When LatentDirichletAllocation is applied on a “document-term” matrix, the matrix will be decomposed into a “topic-term” matrix and a “document-topic” matrix. While “topic-term” matrix is stored as components_ in the model, “document-topic” matrix can be calculated from transform method.

Further reading:
- https://scikit-learn.org/stable/modules/generated/sklearn.decomposition.LatentDirichletAllocation.html
- https://www.depends-on-the-definition.com/lda-from-scratch/

In [None]:
from sklearn.feature_extraction.text import CountVectorizer
from sklearn.decomposition import LatentDirichletAllocation

In [None]:
vectorizer = CountVectorizer(max_features=10000, stop_words="english", max_df=0.95, min_df=2,)
encoded_docs = vectorizer.fit_transform(docs)

In [None]:
lda = LatentDirichletAllocation(n_components=10, random_state=2022)

lda.fit(encoded_docs)

In [None]:
def plot_top_words(model, feature_names, n_top_words, title):
    fig, axes = plt.subplots(2, 5, figsize=(30, 8), sharex=True)
    axes = axes.flatten()
    for topic_idx, topic in enumerate(model.components_):
        top_features_ind = topic.argsort()[: -n_top_words - 1 : -1]
        top_features = [feature_names[i] for i in top_features_ind]
        weights = topic[top_features_ind]

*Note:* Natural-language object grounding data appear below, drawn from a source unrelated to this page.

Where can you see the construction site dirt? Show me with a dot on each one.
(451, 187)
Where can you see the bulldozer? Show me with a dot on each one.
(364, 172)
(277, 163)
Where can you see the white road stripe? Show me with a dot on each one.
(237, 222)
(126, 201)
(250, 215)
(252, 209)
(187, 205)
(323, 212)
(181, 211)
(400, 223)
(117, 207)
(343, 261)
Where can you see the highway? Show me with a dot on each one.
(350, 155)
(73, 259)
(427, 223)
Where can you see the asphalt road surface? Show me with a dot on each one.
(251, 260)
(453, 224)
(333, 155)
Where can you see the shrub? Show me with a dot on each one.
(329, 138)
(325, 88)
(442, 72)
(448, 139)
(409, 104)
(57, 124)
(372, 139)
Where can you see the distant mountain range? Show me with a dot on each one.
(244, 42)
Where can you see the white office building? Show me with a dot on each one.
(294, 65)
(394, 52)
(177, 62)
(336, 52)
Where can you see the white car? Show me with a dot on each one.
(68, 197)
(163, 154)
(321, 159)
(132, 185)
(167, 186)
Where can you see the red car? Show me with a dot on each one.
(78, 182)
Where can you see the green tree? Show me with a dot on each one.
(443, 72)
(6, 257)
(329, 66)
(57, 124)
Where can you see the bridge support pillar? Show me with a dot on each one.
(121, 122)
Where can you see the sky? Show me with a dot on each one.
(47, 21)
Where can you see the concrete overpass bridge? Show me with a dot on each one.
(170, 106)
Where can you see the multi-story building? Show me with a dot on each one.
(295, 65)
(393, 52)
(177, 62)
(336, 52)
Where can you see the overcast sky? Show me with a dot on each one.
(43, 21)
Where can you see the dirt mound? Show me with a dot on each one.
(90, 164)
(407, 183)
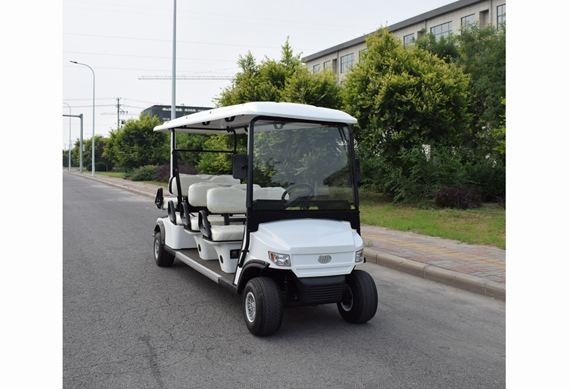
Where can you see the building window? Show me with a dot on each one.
(346, 62)
(501, 10)
(467, 21)
(441, 30)
(409, 40)
(484, 18)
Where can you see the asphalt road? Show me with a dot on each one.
(130, 324)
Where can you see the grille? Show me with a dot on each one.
(325, 294)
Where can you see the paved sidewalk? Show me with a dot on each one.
(476, 268)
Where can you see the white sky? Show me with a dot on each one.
(122, 40)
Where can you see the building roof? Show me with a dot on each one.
(395, 27)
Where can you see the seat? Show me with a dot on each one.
(224, 202)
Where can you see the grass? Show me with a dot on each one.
(485, 225)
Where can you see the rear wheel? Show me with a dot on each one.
(162, 257)
(263, 306)
(360, 298)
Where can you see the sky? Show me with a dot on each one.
(124, 40)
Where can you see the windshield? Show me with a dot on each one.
(301, 166)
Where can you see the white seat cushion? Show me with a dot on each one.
(226, 200)
(215, 220)
(224, 233)
(185, 181)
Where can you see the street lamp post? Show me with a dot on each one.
(69, 153)
(93, 137)
(173, 106)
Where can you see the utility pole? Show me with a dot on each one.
(173, 109)
(118, 111)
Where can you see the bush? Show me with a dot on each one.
(99, 167)
(490, 176)
(144, 173)
(458, 197)
(163, 172)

        ax = axes[topic_idx]
        ax.barh(top_features, weights, height=0.7)
        ax.set_title(f"Topic {topic_idx +1}", fontdict={"fontsize": 30})
        ax.invert_yaxis()
        ax.tick_params(axis="both", which="major", labelsize=20)
        for i in "top right left".split():
            ax.spines[i].set_visible(False)
        fig.suptitle(title, fontsize=40)

    plt.subplots_adjust(top=0.90, bottom=0.05, wspace=0.90, hspace=0.3)
    plt.show()

In [None]:
plot_top_words(lda, feature_names=vectorizer.get_feature_names_out(), n_top_words=10, title="Topics in LDA model")

## 2. The "modern" approach: BERTopic

We use similar tools as in part one. Could replace everything by language models.

Further reading:
- https://maartengr.github.io/BERTopic/
- Dynamic topic modelling: https://maartengr.github.io/BERTopic/getting_started/topicsovertime/topicsovertime.html


In [None]:
from bertopic import BERTopic
from sklearn.feature_extraction.text import TfidfVectorizer

# here we use a TFIDF-model, but we also could use a language model here (with GPU)
vectorizer_model = CountVectorizer(stop_words="english")

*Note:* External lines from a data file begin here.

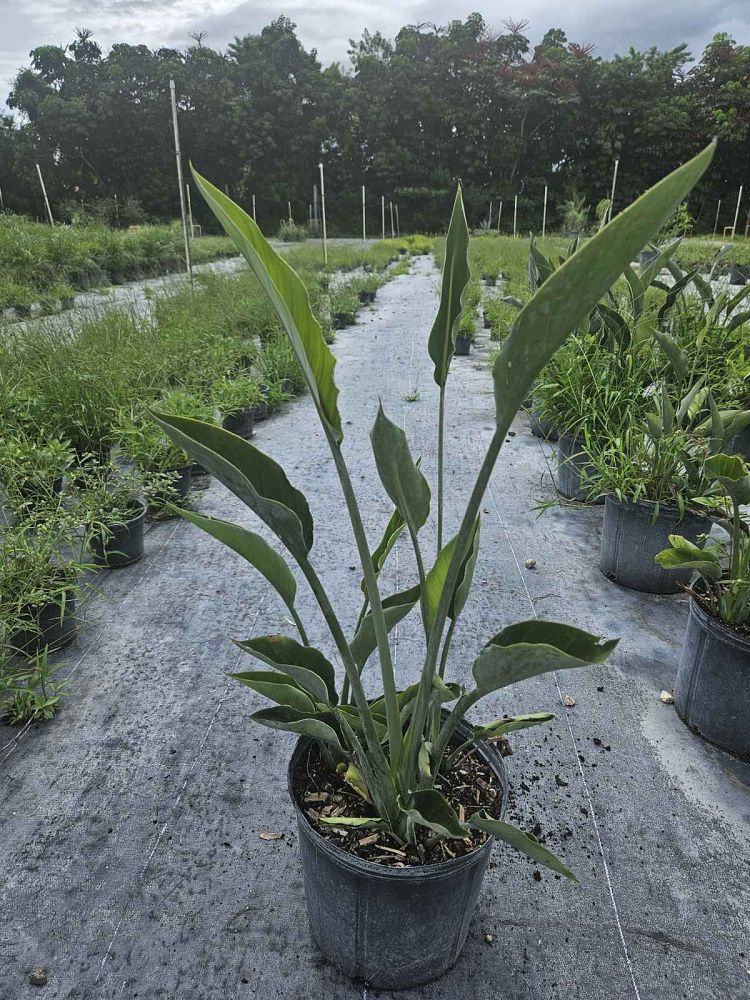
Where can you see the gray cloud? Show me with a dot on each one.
(327, 25)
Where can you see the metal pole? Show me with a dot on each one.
(323, 213)
(737, 213)
(190, 210)
(612, 195)
(44, 192)
(178, 157)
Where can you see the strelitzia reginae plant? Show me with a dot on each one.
(393, 747)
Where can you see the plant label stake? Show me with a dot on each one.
(178, 157)
(46, 199)
(737, 213)
(612, 195)
(323, 214)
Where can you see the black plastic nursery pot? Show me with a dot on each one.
(122, 544)
(393, 927)
(240, 423)
(52, 625)
(632, 537)
(712, 692)
(573, 464)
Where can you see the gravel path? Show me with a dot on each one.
(129, 826)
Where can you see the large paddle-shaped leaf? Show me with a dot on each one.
(529, 648)
(442, 341)
(253, 549)
(252, 476)
(570, 294)
(399, 473)
(289, 298)
(304, 664)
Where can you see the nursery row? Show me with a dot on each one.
(48, 264)
(81, 461)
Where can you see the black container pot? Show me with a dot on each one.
(393, 927)
(631, 539)
(52, 625)
(240, 423)
(712, 693)
(122, 544)
(573, 462)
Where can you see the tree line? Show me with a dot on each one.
(405, 118)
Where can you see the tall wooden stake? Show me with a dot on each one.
(323, 214)
(178, 158)
(44, 192)
(737, 213)
(612, 195)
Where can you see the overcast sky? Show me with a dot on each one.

vectorizer = TfidfVectorizer(min_df=5, max_df=0.9, stop_words="english")
embeddings = vectorizer.fit_transform(docs)

# Train our topic model using TF-IDF vectors
topic_model = BERTopic(vectorizer_model=vectorizer_model)
topics, probs = topic_model.fit_transform(docs, embeddings)

### 2.1 Visualize the topics

https://maartengr.github.io/BERTopic/algorithm/algorithm.html

Further reading:
- https://maartengr.github.io/BERTopic/getting_started/visualization/visualization.html

In [None]:
topic_model.visualize_topics()

In [None]:
topic_model.visualize_documents(docs, embeddings=embeddings)

In [None]:
# Reduce topics
topic_model.reduce_topics(docs, nr_topics=20)

In [None]:
topic_model.visualize_documents(docs, embeddings=embeddings)

In [None]:
# Look at the topic top words
topic_model.get_topic(3)[:10]